Rule 10 of this court (150 Fed. xxvii, 79 C. C. A. xxvii) requires that exceptions to the charge “must state distinctly the several matters of law to which exception is taken.” The well-known object of this requirement is to pointedly challenge the trial court’s attention to the actual complaint made, and thus give opportunity for correction or modification. We think the natural interpretation of this exception would be that it was intended to call attention to a supposed lack of instruction that such negligence, in order to be actionable, must have been the proximate cause of the accident, and that it would not naturally occur to the trial court that it was aimed at a distinction between negligence per se and evidence of negligence. The jury was later told that the burden was on plaintiff to show that the driver’s negligence “proximately or directly produced” plaintiff’s injuries.
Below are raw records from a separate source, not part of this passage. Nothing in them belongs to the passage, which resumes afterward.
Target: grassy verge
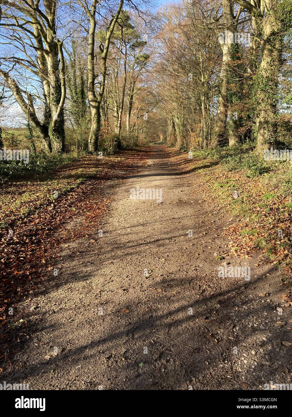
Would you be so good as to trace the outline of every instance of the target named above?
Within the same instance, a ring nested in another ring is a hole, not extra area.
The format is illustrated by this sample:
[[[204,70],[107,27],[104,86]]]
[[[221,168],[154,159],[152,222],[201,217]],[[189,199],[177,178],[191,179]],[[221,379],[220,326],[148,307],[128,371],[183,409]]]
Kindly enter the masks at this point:
[[[101,171],[104,160],[96,156],[78,158],[71,155],[59,161],[57,166],[54,160],[36,172],[35,170],[20,178],[5,179],[1,186],[0,228],[11,227],[38,207],[52,202],[56,196],[60,197]]]
[[[292,165],[266,161],[248,147],[195,152],[194,168],[218,203],[237,221],[226,230],[230,251],[247,256],[261,249],[292,272]]]

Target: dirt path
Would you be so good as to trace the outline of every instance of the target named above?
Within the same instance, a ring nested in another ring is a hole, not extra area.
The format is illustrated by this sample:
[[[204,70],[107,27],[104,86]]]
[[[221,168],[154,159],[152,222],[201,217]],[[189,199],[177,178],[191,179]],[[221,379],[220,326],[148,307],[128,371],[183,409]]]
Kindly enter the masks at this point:
[[[105,198],[114,198],[104,224],[63,246],[58,285],[32,300],[27,341],[6,380],[53,389],[291,382],[291,347],[281,344],[291,332],[276,324],[291,318],[275,309],[278,275],[269,265],[256,271],[256,258],[229,258],[251,266],[250,280],[219,277],[214,254],[227,248],[231,221],[209,205],[185,154],[175,163],[164,146],[144,151],[146,166],[104,186]],[[162,202],[130,199],[137,186],[161,189]]]

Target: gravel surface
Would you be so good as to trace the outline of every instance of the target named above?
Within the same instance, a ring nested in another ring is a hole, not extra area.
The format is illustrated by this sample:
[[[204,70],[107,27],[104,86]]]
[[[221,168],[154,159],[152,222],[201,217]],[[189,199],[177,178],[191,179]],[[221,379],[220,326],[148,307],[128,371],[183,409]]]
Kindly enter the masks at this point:
[[[278,272],[260,254],[218,260],[234,220],[210,202],[191,161],[186,169],[187,155],[143,150],[147,162],[135,173],[102,186],[112,197],[102,224],[62,246],[57,283],[32,300],[27,340],[6,380],[41,389],[291,383],[291,346],[282,342],[292,341],[292,323],[289,309],[276,309],[285,291]],[[161,190],[162,201],[160,191],[155,199],[130,198],[137,187]],[[225,263],[240,262],[251,267],[250,280],[218,276]]]

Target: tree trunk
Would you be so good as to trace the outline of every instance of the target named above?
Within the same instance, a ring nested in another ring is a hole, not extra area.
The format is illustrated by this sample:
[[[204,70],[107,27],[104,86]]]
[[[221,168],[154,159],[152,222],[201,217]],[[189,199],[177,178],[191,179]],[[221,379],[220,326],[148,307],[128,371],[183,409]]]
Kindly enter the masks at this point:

The court was not bound to separately apply this requirement to each specific ground of negligence relied on.
We think, moreover, that as a practical proposition defendant was not in any event prejudiced by the instruction in question, for we think the driver’s own testimony would naturally lead to a finding that he was negligent, in that after seeing plaintiff and her daughter “out in the street,” and at a distance of 25 to 50 feet, and seeing one of them stop, he took it for granted that both would stop, and so did not look again until he heard a warning call from his brother, when the automobile was within 5 to 8 feet of the plaintiff, and it was too late to avoid collision.
Finding no error to defendant’s prejudice, the judgment of the District Court is affirmed, with costs.
See Schumer v. Register, 12 Ga. App. 748, 746, 78 S. E. 731.
See, to the contrary, Daily v. Maxwell, 152 Mo. App. 415, 133 S. W. 851; Davis v. Littlefield, 97 S. C. 171, 81 S. E. 487.
One of defendant’s sons, who sat on the front seat with the driver, testified tliat the automobile was going at a rate of only 6 miles an hour, adding: “We hadn’t been going faster than that at any time through the congested district. I knew the law allowed us to run at 8 miles an hour, and knew if we were going at more than 8 miles, an hour, we were breaking the law.” The driver (William) testified that he was running only 7 or 8 miles an hour.
“Defendant excepts to that portion of the court’s charge in which he said that a violation of the state law is negligence per se, without calling attention, to the fact that such negligence contributed to the accident or was the proximate cause thereof.”